プログラムは、以下の通りです。指揮は、下野竜也さんでした。
- 猿谷紀郎:潦(にわたずみ)の雫
- シューマン:交響曲第4番 ニ短調 作品120
- ウェーバー:劇音楽《トゥーランドット》作品37より 「中国風序曲」「行進曲」
- ヒンデミット:ウェーバーの主題による交響的変容
最近の日フィルは、弦の響きがよくなっていて、今日も、とくに2曲目のシューマンの交響曲第4番がなかなか聴かせる演奏でした。4曲目のヒンデミットは、僕の好きな作曲家ですが、“本歌取り”の元歌であるウェーバーのトゥーランドットからの曲と並べての演奏と、プログラムもなかなか趣向が凝らされていて、楽しませてもらいました。

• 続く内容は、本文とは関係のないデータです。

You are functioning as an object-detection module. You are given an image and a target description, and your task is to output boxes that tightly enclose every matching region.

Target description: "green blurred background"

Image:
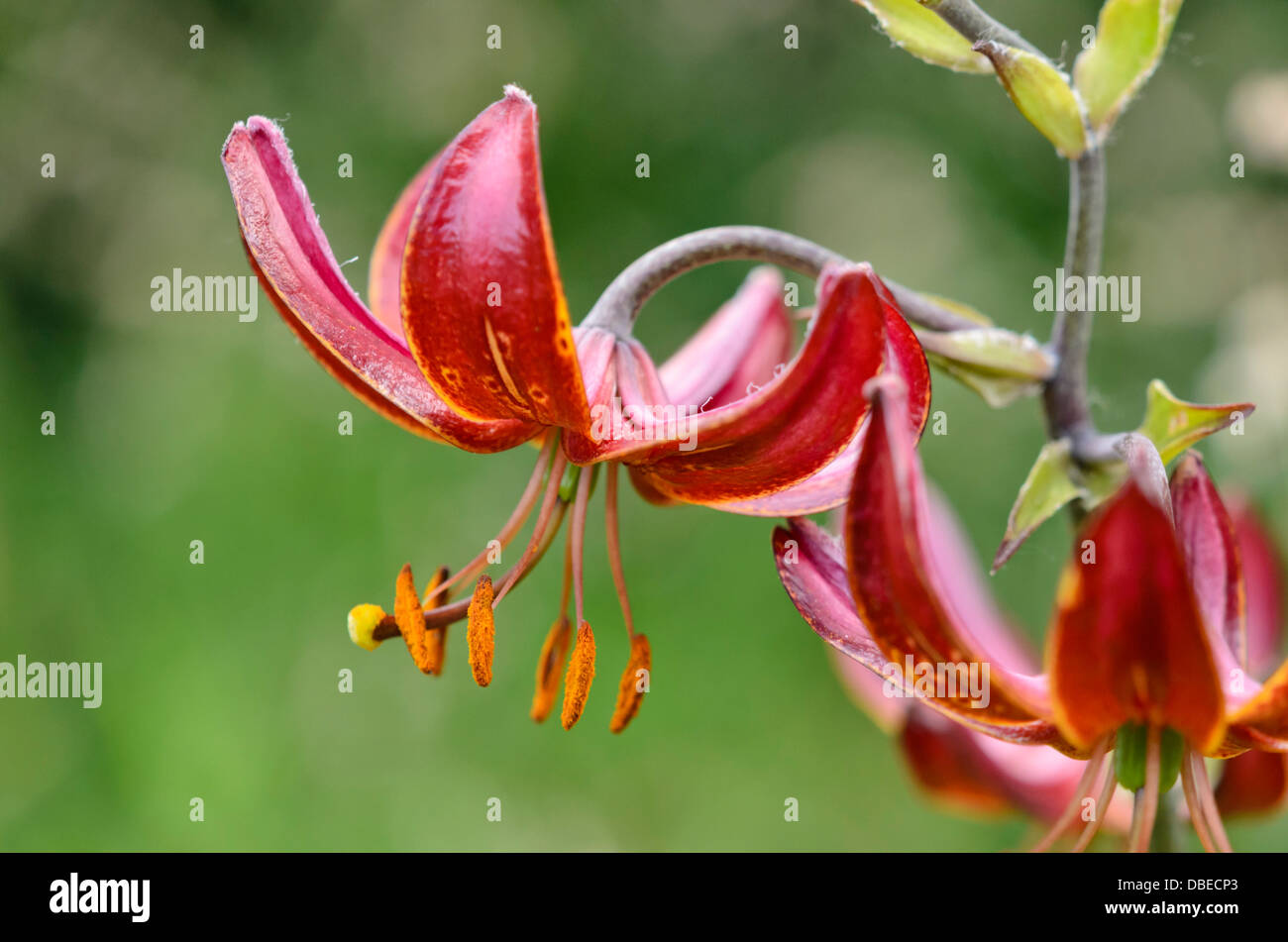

指揮の下野さんは1969年生まれの若手。ちっちゃい身体をいっぱいに使った精力的な指揮振りで、好演でした。演奏終了後も、なかなか御本人が中央に出ようとせず、オケのパートをたたせるなどするばかりで、最後に楽団員から催促もされてようやく指揮台にのぼってお辞儀をされると、大きな拍手を集めていました。
1曲目の「潦の雫」では、舞台には、オーケストラとともに、音はマイクで拾わず生のままでというオーケストラの常識に反して、PAとスピーカーが置かれていました。日フィル委嘱作で初演ということですが、ぞわぞわ、もぞもぞ、ぎゅるるるる…という、いわゆる現代音楽です。作曲者自身による解説には「長い間漠然と『美しいもの』を尋ねてきた」とありますが、僕は、この手の現代音楽が苦手で、どこが「美しい」のか分からないままでした。
2曲目のシューマンの交響曲第4番は、交響曲といっても全曲が切れ目なく演奏され、時間もせいぜい30分程度という短い曲です。重々しい感じの序奏と、「生きいきと」という指示のある第1楽章の主部部分とが、対照を示しながらからみあう感じが印象的です。演奏でも、2つの対照がバランス良く、楽しませていただきました。
それにしても、客席は、欲目にも半分ほどしか埋まっていない、という感じ。シューマンはともかく、ウェーバーとヒンデミットではやっぱりお客さんは集まらない…ということなのでしょうか。好演だっただけに、残念でなりません。